I particularly like using ZoomInfo to get contact details of attendees in conjunction with using Linkedin inmail (you can download the list of attendee companies into Linkedin and then run targeted adds to the job titles of those you think are going).
Content from blogs can be good. The only problem is that some companies want to 'vet' and control this content as though it was some kind of financial or legal document. The point of blogs is that they are quick and dirty; if the stories have been edited through several rounds of management review, they will rarely be fresh or dynamic anymore. I have developed Ebooks, infographics, Webcasts and slides, which can also be a good source of leads or simply creating additional awareness of your company.

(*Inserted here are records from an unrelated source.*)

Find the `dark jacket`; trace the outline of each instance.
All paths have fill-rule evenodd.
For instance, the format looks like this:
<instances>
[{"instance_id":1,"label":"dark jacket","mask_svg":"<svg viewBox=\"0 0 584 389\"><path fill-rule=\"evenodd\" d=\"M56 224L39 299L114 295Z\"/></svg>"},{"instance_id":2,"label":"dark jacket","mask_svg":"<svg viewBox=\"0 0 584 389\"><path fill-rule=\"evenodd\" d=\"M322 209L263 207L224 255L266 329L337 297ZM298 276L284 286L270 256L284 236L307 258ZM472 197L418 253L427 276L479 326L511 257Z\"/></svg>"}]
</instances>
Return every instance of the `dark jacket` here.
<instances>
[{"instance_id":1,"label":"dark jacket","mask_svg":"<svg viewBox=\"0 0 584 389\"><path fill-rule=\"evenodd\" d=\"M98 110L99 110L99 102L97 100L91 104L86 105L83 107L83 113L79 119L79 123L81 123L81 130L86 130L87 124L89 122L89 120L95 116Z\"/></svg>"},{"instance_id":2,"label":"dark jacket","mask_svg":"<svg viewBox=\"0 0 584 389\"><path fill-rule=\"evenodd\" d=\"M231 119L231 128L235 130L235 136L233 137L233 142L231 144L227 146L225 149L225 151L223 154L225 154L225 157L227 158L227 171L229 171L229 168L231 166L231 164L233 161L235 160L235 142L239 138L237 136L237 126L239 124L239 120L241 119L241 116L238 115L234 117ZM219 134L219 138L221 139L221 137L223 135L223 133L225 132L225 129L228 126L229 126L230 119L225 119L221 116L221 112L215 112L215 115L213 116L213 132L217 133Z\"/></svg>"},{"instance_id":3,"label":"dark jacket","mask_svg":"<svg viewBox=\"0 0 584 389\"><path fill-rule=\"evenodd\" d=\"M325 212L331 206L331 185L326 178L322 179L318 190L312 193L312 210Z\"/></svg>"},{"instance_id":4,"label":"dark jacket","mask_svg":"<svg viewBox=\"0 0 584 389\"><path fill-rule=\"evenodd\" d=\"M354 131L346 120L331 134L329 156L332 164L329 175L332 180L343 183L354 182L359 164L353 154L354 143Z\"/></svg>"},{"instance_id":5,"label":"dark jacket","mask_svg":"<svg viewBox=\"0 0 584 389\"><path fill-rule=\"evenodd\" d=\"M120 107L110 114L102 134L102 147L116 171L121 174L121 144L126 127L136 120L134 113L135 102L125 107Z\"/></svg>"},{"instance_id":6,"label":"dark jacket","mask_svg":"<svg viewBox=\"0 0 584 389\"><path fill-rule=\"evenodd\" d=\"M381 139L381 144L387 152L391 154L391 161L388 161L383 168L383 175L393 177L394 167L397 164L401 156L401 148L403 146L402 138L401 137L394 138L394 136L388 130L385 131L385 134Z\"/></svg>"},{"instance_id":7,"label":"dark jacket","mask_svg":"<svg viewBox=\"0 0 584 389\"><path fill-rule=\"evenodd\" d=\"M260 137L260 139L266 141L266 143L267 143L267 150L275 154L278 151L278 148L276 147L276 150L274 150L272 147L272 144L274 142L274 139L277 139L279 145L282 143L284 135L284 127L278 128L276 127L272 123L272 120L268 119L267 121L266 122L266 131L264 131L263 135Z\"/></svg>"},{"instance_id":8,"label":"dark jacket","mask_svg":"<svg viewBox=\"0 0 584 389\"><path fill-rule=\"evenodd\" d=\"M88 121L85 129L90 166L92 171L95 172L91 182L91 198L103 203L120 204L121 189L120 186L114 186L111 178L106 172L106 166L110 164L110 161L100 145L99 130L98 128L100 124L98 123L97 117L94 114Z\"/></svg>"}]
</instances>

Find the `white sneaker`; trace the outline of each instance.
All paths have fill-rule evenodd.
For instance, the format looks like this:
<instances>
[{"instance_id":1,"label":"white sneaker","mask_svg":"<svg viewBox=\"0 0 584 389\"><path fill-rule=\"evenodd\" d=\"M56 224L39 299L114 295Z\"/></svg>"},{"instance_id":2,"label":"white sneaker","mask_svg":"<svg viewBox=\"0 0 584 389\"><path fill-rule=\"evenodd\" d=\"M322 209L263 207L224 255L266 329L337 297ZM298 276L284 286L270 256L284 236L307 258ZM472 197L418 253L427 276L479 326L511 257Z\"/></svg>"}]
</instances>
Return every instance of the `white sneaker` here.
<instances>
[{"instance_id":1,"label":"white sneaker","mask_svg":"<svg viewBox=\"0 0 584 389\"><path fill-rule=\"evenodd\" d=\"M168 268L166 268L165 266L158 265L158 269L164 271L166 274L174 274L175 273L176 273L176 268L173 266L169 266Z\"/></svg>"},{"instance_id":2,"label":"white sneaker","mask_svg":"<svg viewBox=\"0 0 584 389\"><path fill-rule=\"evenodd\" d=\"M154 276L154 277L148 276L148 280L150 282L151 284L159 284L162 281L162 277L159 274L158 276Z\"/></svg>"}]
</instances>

5. Ensure that everyone is on board with it. If they are not, then discuss it, and get to the bottom of the problems. Time and time again I've seen marketing teams get on board with a big project that they had serious concerns about. In certain environments, only the courageous (or stupid!) will give their negative opinions. Once you are certain everyone is on board, then execute the plan relentlessly.
6. Analyse your results regularly, at least once every 3 months and if not effective, pivot. If it's truly disastrous, be honest about it and go back to the drawing board quickly. This is essentially the same idea that I learned in Product Marketing for innovation, the stage gate process
When you do this look at Key financial metrics, like ROMI - Return on Marketing Investment (NPV, IRR, Payback period, etc.. Customer Lifetime Value, Cost per Click, Transaction conversion rate (For B-2-B, numbers of prospects who click on your links who go on to become Sales Qualified Leads).
7. Finally, and most importantly, encourage criticism and make your entire company a safe place to share information and mistakes. You cannot take important calculated risks without making mistakes and you can't learn without them either. If you're not failing then you're not trying hard enough.